One-fifty-five Burton Place was hidden behind a pebbled wall studded with shards of multicolored tiles. An archway held an ornate black wrought iron gate, which was left ajar. I walked into yet another Wonderland, a Gaudi-inspired habitat, the two-story buildings stuccoed white and red-shingled, with ornate mosaics and stained glass windows. The apartments looked like mushrooms that had just sprung up around the cobblestone courtyard. There wasn’t a square edge in the place. Staircases curled around turrets and the dark wood doors were rounded at the top, with heavy medieval knockers. If Bilbo Baggins had owned a city pied-a-terre, it would have looked like a Burton Place apartment.

It was easy to find the door with the brass numeral 1. Boz Skaggs was blasting forth too loudly for a knock to be heard, so I let myself into a large living room, low-ceilinged with dark wooden beams, nubby orange sofas and ottomans, and dim lighting. Men and women were scattered about, no one over 35, everyone was drinking and smoking something.

George materialized. “It’s Gay, right?” I did have my stupid name necklace on as a reminder.

“Stick out your tongue.” George placed a small, gritty pill in my mouth and said, “It’s MDA — kind of like acid,” which was fine with me. Like Alice with her iced cake, I swallowed it.

Even with her clothes on, I recognized another model from that afternoon’s fake orgy and headed over to make modeling small talk. My way was blocked by a man with too much nose and not enough hair, wearing a pink bowling shirt with “Carl” stitched on the pocket, and the kind of black and metal eyeglasses the nerdy math boys in high school clung to after everyone else had moved on to wire rims. “I’m Michael Trossman, artist and resident wit. And you are…?”

Michael was an illustrator and lived in one of those Hobbit-like apartments. He backed me into a corner and held me captive there. He was cracking wise, keeping me amused, and then the drugs kicked in. “Wow,” I said. Michael grinned. “Don’t drink too much. I’ll get you a beer.”
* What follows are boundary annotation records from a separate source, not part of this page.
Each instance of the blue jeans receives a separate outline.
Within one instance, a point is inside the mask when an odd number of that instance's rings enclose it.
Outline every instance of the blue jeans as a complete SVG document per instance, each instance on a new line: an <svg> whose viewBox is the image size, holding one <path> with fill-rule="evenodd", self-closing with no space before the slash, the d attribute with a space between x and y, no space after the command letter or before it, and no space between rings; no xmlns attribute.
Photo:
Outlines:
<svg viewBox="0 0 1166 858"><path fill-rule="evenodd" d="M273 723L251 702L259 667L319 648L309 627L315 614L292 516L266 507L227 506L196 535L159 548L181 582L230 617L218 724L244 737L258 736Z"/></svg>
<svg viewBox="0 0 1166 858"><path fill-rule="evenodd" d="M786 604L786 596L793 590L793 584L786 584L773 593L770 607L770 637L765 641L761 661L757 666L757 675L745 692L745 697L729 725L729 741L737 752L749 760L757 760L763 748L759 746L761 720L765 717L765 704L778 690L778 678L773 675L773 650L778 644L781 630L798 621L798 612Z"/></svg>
Before my brain left the building, I made myself promise that I would not sleep with anyone at this party, despite the erotic feeling of oneness and love I suddenly had for all of them. It was Love Potion No. 9; I would have kissed a cop. A look around the room proved that everyone was feeling the same chemical bliss; couples were dancing, gazing into each other’s eyes, stroking faces and hair, preludes to a kiss and more. It was a real life version of the fake orgy I had been in that afternoon.
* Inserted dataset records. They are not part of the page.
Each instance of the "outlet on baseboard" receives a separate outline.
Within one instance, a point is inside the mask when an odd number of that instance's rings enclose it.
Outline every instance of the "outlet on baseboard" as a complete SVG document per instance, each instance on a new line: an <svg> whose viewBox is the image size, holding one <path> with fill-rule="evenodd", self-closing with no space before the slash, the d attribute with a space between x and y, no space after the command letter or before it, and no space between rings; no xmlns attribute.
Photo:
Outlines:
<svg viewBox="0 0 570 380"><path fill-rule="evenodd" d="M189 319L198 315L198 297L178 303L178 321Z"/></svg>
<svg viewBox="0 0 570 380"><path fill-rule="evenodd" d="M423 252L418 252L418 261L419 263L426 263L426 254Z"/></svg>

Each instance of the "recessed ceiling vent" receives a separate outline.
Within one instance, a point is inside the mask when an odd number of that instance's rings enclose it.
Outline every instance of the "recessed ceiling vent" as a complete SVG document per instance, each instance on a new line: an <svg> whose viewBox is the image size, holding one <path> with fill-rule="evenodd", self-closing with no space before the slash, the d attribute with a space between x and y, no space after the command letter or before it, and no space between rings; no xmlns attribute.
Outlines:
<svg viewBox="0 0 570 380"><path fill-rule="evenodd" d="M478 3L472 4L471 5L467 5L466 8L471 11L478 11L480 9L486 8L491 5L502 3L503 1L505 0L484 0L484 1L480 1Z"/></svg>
Michael, the guy closest to me — actually a little too close — was not my type: those glasses, that nose, his hairline in full retreat. But the psychic tendrils of MDA wove their way from him toward me, disturbing the air. Then through the fog of drugs and the buzz of sexual arousal, up popped the memory of Gerry begging me to hit him, and my libido shriveled up and ran away.

Michael picked up on this shutting of the bedroom door that the MDA had cracked open. He downed his beer and took a small step away from me.
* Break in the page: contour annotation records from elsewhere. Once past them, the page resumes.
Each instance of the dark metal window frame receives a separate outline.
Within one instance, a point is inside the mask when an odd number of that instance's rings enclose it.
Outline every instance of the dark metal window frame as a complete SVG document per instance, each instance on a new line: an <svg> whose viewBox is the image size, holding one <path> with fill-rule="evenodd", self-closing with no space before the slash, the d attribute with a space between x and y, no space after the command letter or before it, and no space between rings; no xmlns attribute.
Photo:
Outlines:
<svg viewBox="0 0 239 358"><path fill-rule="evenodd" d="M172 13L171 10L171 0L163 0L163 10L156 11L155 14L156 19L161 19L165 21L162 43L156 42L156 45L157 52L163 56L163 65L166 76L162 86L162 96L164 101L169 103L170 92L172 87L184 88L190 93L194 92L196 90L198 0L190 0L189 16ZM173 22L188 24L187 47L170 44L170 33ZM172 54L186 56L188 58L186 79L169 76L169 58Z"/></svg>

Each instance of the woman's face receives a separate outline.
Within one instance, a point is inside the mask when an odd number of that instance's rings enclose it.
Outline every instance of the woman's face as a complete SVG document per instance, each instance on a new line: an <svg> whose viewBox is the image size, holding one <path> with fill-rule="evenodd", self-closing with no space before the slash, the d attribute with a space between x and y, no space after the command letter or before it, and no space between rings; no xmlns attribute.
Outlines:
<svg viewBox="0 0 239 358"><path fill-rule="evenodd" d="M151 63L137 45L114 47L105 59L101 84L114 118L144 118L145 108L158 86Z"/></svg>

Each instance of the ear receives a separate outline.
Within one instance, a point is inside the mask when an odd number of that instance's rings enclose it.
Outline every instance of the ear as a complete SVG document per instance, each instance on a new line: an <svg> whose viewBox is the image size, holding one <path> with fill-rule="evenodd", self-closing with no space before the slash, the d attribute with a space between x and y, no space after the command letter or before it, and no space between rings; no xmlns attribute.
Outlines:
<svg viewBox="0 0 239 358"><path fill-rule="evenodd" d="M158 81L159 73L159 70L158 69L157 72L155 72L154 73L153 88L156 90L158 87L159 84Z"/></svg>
“So you know George?” he asked. I nodded. I guess I knew George, having spent the day naked with him.

“He’s a great art director. The people who live here are artists and designers,” Michael said, and pointed out some of the other Burton Place residents: Ronny was a skinny French guy with long side-swept bangs, a photographer. There with his cute blonde girlfriend. Fred, a relocated California surfer, was an air-brush illustrator who had more work than he knew what to do with and a smiley, brown-haired wife who looked even more corn-fed Midwestern than I did. An older woman, the only person who was not out of her mind on drugs, was the architect’s daughter; she lived in the biggest, most Art Nouveau apartment. “It’s amazing,” said Michael. “She doesn’t invite too many people up, but if you like, I can get you in to see it. I did a charcoal drawing of her father; it’s hanging above the fireplace.”

I did not want to be alone someplace with Michael, nor did I want to commit to a future date. “Um, sure, yeah, that would be great,” I murmured, and changed the conversation.

Michael was 29, smart and funny, quick-witted, had read most of the books I had, had seen a whole bunch more movies, and could do dead-on impersonations. As the drug streamed through us, Michael fell into confessional mode. The folks of Burton Place had been throwing these MDA parties for months. Under the drug’s woozy influence, Michael had fallen in love and slept with Ronny’s girlfriend. When she broke it off, Michael fell in love and slept with Fred’s wife. He felt terrible about it — Fred and he were friends — and was trying to end the affair. “Look at her. Isn’t she beautiful?” Michael sighed, gazing at his beloved who was sitting on her husband’s lap. She had clear skin and shiny hair, I gave her that.

Now that I had gone from potential bedmate to good listener, Michael babbled on. His first and truest love was his ex-wife, an actress and comedian at Second City, whom he had knocked up while he was still a student at the Art Institute. Her ogre Irish parents demanded that Michael — even though he was that devil’s spawn, a Jew — make a daycent woman out of her and shot-gunned him to the altar. His son was born, and then another son (those crazy Catholics, I thought), who he loved more than anything on earth. “Then she divorced me,” sighed Michael, which threw the final wet blanket on any tiny glowing ash I may have felt for him.

Loose lips sink ships and they drive girls to put down their beer and stumble home alone on a night that was lit up by rainbows and stars and meteors, the drugs still coursing hot in my veins and clouding my mind. I might have been okay with the incestuous goings-on at Burton Place, but the divorce and the two kids were too much. The sidewalk wobbled beneath me as I walked the three blocks to my own front door, and a bed I shared only with my little dog Groucho, who seemed oblivious to the fact that the room was swirling about us.